Maria Del Pilar Arosemena de Alemán served as Panama’s ambassador to France between 2015 and 2017. As Executive President of Fundación Amador, Maria Del Pilar oversaw the construction and the opening in 2014 of the biodiversity museum BioMuseo, the first Latin American museum designed by architect Frank O. Gehry. A former president of the Panama Stock exchange, earlier in her career Arosemena de Alemán was also Professor of Finance at Universidad Santa Maria La Antigua and held several executive posts in banking and finance. Arosemena de Alemán is a member of the board of Trustees of Private Sector Council in Favor of the Educational System as well as supporting several other organizations as a board member, while serving as director and vice president of Aropecuaria y Arobienes, a family business operating cattle farms and developing low-income housing in Panama. Arosemena de Alemán was awarded the Best Financial Executive of 1999 by the Members of the Stock Exchange.

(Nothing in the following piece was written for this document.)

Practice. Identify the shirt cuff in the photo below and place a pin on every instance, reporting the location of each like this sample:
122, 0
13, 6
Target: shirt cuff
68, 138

Eduardo Eurnekian is the chairman of Corporación America. A philanthropist and entrepreneur, Eurnekian started at the family textile business in Argentina and diversified into media, including some of the largest outlets in the country. By the late 1990s, he had crossed borders forming Corporación America as an international holding operating in multiple sectors in nine countries. As Chairman of the International Raoul Wallenberg Foundation, he honors the legacy of those who helped victims of Nazi persecution. Eurnekian also heads Fundación San Lázaro, contributing to children’s education, from sponsoring a youth orchestra in Argentina to the One Laptop Per Child program in Armenia. Among other affiliations, Eduardo is president of the Advisory Board of the Private Sector Forum of the OAS and a member of the MIT Charter society. His work to create the Argentina Cemetery at Darwin in the Malvinas/Falkland Islands, where 230 heroes of the South Atlantic War are buried, was one of the efforts for which he was recognized with the Order of the British Empire. A recipient of numerous other awards, Eduardo was also nominated Armenia’s National Hero and UN Goodwill Ambassador.